These patterns reflect **model–structure alignment**, not algorithmic preference.
---
## **C. Behavioral Regime Analysis**
FreshNet SKUs were segmented into three behavioral regimes.
Below are **frequently observed stability winners** within each regime.
---
### **1) High-High Regime**
*(unstable timing + unstable magnitude)*
| Winning Families |
| -------------------------------------------------- |
| **Theta-family models** |
| **SES/Holt smoothing** |
| **Chronos2** |
| Croston variants (for sparse high-volatility SKUs) |
**Observed behavior**
* These models dampen volatility without flattening structure.
* They avoid overreacting after spikes.
* Chronos2 handles mixed signal patterns without strong oscillation.
LightGBM frequently overfit recent bursts, leading to poor forward stability.
---
### **2) Low-High Regime**
*(regular recurrence, unstable amplitude)*
| Winning Families |
| ---------------- |
| **Holt-Winters** |
| **Theta** |
| **Chronos2** |
| Croston variants |
**Observed behavior**
* Seasonal regularity supports Holt-Winters performance.
* Amplitude spikes are absorbed more effectively by smoothing models than ML.
* Chronos2 adapts without repeatedly resetting level after shocks.
---
### **3) Low-Low Regime**
*(stable, low-variance items)*
| Winning Families |
| ---------------------------- |
| **SES/Holt/Theta** |
| Historic Average (some SKUs) |
| Croston (intermittent) |
**Observed behavior**
* Model choice has lower impact in this regime.
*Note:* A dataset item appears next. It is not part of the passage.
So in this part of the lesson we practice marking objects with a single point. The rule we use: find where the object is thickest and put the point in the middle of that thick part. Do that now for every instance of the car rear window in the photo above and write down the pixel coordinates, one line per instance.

* Smoothing models converge to similar baselines.
* Chronos2 is neutral — neither dominant nor harmful.
---
## **D. Example SKU-Level Decisions (Traceable)**
| SKU Identifier | Stable Winner |
| ----------------- | ------------------------- |
| CID0_SID0_PID104… | **DynamicOptimizedTheta** |
| CID0_SID0_PID118… | **Chronos2** |
| CID0_SID0_PID127… | **SES/Holt** |
| CID0_SID0_PID319… | **CrostonSBA** |
| CID0_SID0_PID229… | **Holt-Winters** |
Purpose:
* guarantees reproducibility
* shows evidence of regime-matched decisions
* prevents subjective reinterpretation
---
# **What the Evidence Resolves**
---
## **Technically**
The evidence demonstrates that:
* Theta/SES models **reduce directional drift**, a critical failure mode.
* Chronos2 accommodates mixed structure without aggressive overreaction.
* Croston preserves stability for zero-heavy SKUs.
* LightGBM is unsuitable for fresh categories **without driver data**.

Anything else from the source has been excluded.